42. Woche - Schalen um Messier 57

 -  Astrofoto der Woche  - 

Das Sternbild Leier in der Milchstraße ist klein und umfasst nur wenige Deep-Sky-Objekte. Eines davon ist der bekannte „Ringnebel“ M 57, ein Musterbeispiel für einen Planetarischen Nebel (PN). Viele dieser PN haben eine solche Ringstruktur, dennoch bleibt M 57 der Ringnebel schlechthin.
Ein PN ist eine expandierende, meist rundliche Gaswolke, die von einem Zentralstern ausgestoßen wurde und diesen einhüllt. Dieser Zentralstern ist in seiner Entwicklung bereits weit fortgeschritten und war ehemals ein Roter Riese, der im Stadium der Kernkontraktion beim Übergang zum Heliumbrennen seine äußeren Bereiche abgestoßen hat. Daraus entwickelte sich die umgebende Nebelhülle. Folglich ist der Zentralstern der meist blau leuchtende, heiße Kern des ehemaligen Roten Riesen. Er sorgt mit seiner hohen Temperatur und seiner starken Ultraviolett-Strahlung für die Anregung des Nebels. Dadurch kann der PN im Licht zahlreicher Emissionslinien leuchten.

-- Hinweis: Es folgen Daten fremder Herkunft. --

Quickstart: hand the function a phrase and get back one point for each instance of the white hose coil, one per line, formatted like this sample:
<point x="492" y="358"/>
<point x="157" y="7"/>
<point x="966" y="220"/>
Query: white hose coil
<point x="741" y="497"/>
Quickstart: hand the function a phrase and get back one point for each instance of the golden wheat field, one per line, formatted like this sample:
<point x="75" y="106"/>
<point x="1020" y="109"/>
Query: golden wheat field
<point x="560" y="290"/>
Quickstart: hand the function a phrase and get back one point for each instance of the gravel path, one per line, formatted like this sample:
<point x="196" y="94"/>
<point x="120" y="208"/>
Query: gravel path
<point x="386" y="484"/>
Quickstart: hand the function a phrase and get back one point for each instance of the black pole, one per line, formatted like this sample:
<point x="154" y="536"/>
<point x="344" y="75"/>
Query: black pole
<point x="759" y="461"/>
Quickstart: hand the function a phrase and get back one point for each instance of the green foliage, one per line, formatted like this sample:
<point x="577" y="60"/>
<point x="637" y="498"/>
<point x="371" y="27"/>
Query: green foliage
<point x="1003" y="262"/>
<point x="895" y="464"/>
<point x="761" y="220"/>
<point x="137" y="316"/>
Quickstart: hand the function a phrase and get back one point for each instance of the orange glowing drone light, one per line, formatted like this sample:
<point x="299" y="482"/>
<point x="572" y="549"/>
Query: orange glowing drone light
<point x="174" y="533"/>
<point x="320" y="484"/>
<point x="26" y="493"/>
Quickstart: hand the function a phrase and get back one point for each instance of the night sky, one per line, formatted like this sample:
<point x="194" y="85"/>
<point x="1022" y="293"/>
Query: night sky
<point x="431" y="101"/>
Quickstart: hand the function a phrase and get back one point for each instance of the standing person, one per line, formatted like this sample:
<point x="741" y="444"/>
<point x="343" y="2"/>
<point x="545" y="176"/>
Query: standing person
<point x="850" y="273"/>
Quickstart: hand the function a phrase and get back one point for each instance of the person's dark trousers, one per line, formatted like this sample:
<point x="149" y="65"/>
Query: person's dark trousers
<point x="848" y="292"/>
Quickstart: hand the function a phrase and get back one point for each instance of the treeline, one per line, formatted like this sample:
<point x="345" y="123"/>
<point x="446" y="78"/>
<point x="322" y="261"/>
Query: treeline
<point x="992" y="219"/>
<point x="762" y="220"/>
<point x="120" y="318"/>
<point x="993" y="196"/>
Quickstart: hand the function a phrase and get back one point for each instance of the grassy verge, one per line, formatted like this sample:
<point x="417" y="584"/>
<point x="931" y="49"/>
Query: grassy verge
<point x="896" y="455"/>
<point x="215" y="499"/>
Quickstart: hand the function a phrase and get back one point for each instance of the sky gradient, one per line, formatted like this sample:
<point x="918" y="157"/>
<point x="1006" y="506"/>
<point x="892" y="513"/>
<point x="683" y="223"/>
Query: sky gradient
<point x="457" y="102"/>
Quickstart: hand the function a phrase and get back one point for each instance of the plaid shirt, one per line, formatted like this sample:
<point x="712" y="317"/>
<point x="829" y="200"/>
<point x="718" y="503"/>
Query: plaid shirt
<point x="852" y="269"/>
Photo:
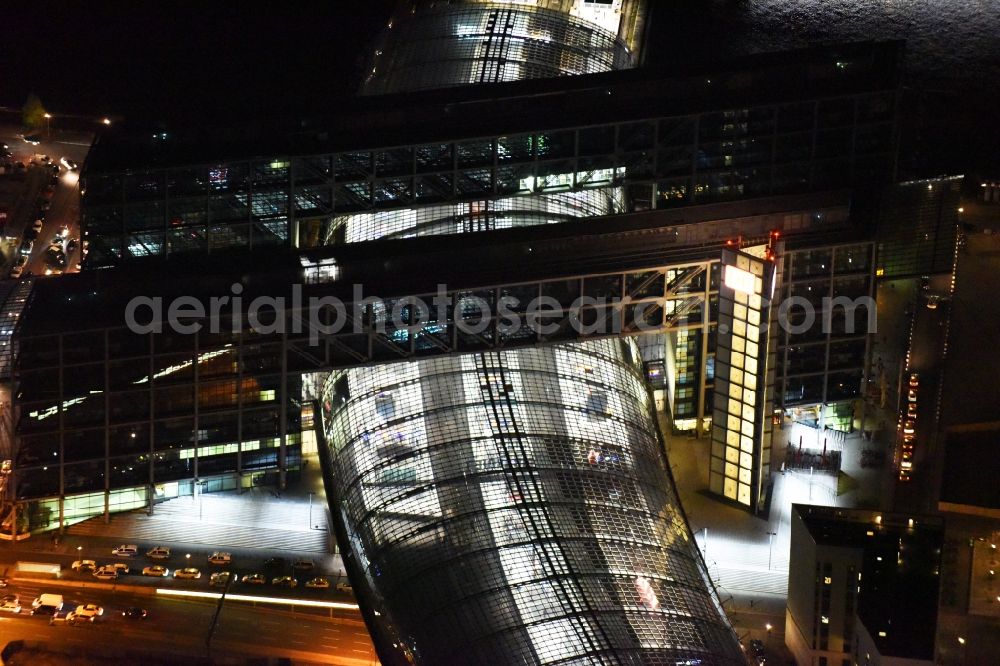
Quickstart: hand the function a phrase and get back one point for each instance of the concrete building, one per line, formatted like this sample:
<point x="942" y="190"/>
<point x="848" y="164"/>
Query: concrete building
<point x="862" y="587"/>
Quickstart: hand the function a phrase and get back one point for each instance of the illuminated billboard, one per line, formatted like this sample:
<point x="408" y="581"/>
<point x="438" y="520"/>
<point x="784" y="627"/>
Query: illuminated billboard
<point x="739" y="459"/>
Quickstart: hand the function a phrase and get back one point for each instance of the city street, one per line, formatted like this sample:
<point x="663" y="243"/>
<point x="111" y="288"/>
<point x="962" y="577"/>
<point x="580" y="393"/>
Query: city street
<point x="22" y="196"/>
<point x="178" y="626"/>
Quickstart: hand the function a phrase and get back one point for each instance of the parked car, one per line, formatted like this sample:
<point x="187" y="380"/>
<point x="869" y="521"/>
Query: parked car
<point x="106" y="573"/>
<point x="18" y="269"/>
<point x="220" y="578"/>
<point x="275" y="563"/>
<point x="88" y="612"/>
<point x="220" y="558"/>
<point x="302" y="565"/>
<point x="285" y="581"/>
<point x="254" y="579"/>
<point x="10" y="603"/>
<point x="318" y="583"/>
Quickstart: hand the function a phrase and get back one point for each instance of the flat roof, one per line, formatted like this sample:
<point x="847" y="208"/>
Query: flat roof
<point x="367" y="122"/>
<point x="898" y="598"/>
<point x="971" y="460"/>
<point x="97" y="298"/>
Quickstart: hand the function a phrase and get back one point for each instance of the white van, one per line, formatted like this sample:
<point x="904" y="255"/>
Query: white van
<point x="47" y="600"/>
<point x="46" y="604"/>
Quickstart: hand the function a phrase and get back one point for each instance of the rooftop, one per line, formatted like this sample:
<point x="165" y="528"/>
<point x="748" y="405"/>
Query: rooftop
<point x="511" y="108"/>
<point x="971" y="460"/>
<point x="388" y="268"/>
<point x="899" y="578"/>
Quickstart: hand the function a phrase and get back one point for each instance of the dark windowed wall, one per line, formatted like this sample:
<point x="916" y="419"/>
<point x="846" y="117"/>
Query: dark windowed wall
<point x="668" y="161"/>
<point x="515" y="507"/>
<point x="108" y="415"/>
<point x="918" y="227"/>
<point x="462" y="43"/>
<point x="821" y="356"/>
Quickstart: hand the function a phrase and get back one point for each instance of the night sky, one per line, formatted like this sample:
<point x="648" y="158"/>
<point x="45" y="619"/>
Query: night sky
<point x="206" y="63"/>
<point x="185" y="60"/>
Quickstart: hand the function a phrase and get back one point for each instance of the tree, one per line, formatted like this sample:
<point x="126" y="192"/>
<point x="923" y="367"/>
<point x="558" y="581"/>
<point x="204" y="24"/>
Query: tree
<point x="34" y="112"/>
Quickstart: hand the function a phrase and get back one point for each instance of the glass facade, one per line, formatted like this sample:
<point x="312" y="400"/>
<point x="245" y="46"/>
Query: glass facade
<point x="452" y="44"/>
<point x="106" y="411"/>
<point x="821" y="352"/>
<point x="516" y="507"/>
<point x="739" y="456"/>
<point x="674" y="154"/>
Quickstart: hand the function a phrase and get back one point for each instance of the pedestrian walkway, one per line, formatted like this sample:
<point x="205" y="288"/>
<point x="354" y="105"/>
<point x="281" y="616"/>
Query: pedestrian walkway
<point x="222" y="520"/>
<point x="259" y="518"/>
<point x="750" y="580"/>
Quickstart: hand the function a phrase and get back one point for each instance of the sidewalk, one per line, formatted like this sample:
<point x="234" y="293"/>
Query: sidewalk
<point x="258" y="518"/>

Der Zentralstern stößt aber auch starke Sternwinde ab, die zusätzliche Energie in die Hülle einbringen und für die Nebelgestalt mit verantwortlich sind.

Zahlreiche PN besitzen weiter außen noch schwächere umgebende Schalen. In den internationalen astrophysikalischen Berichten ist dann von „multiple-shell planetary nebulae“ die Rede (Jewitt et al. 1986, Chu et al. 1987). Sie bezeugen, dass der erwähnte Materieabstoß in mehreren separaten Episoden ablaufen kann. Nach Schätzungen besitzen 50% aller PN eine mehrfache Schalenstruktur. Wie das aktuelle AdW zeigt, hat M 57 ebenfalls einen mehrfachen Schalenaufbau.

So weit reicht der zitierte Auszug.